De bouw kent van oudsher drie vormen van fragmentatie. “De eerste is de opdeling in projecten, zogenaamde one off-projecten. Bijna geen enkele brug is hetzelfde en voor elk project wordt een nieuw consortium van partijen samengesteld. Die projecten worden allemaal afzonderlijk gemanaged. Die afzonderlijke projecten bestaan ook weer uit verschillende fases. Het begint met het ontwerp. Als dat klaar is volgt de aanbesteding, dan de uitvoering en als de bouw klaar is, wordt het stokje weer overgedragen aan de opdrachtgever en wordt de bouw opgeleverd. De derde vorm van fragmentatie zijn de partijen die bij de bouw zijn betrokken, in de verschillende fases. Dat maakt dat er een lappendeken is van eilandjes. Elk van die partijen is op zijn eigen manier bezig met digitale transformaties en elke eilandje is zichzelf aan het verbeteren. Het zou veel meer voordelen opleveren als je de bouw veel meer als geheel zou optimaliseren. Dat is veel krachtiger, maar wie neemt de regie over het geheel? Dat is een lastig punt in de bouw, maar we zien daar wel dat de bouw verandert.”

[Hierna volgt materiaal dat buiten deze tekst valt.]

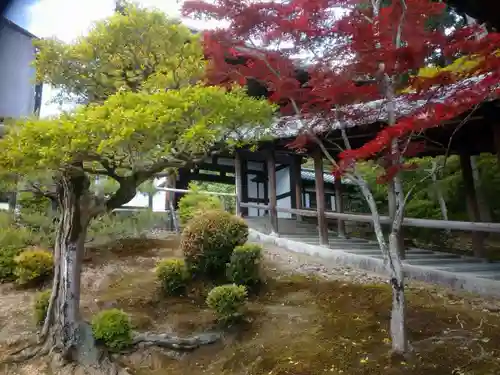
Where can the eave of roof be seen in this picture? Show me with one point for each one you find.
(16, 27)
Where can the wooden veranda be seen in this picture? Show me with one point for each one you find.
(468, 135)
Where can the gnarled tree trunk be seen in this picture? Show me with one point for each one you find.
(62, 327)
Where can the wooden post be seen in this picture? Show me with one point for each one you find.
(271, 173)
(320, 198)
(238, 182)
(297, 184)
(392, 212)
(339, 206)
(472, 204)
(496, 139)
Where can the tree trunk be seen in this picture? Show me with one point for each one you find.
(398, 320)
(484, 209)
(63, 324)
(150, 201)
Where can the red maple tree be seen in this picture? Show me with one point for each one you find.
(333, 64)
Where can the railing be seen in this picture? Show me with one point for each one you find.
(469, 226)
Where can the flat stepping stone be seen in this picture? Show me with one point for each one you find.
(474, 267)
(433, 262)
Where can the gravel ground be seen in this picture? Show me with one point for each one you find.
(280, 259)
(288, 261)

Volgens Adriaanse schuilt de moeilijkheid erin dat er nog veel projectmatig wordt gewerkt. “Elk project heeft andere samenwerkingsrelaties, die elke keer opnieuw opgezet moeten worden. Digitale technologieën zijn pas echt van grote waarde als het gaat om optimalisatie van ketens van partijen, hergebruik van gegevens van project naar project en het leren van project voor nieuwe projecten. Het is daarom ook dat er wordt gezocht naar andere vormen van werken en samenwerken in de gefragmenteerde bouw. Via bijvoorbeeld integrale contracten. Hier heb je een opdrachtgever voor nodig die het anders wil aanpakken dan de traditionele samenwerking. Een dergelijke opdrachtgever zegt: ‘We gaan niet meer ontwerp, realisatie en het beheer en onderhoud apart aanbesteden. We contracteren één partij die verantwoordelijk is voor al deze aspecten’.”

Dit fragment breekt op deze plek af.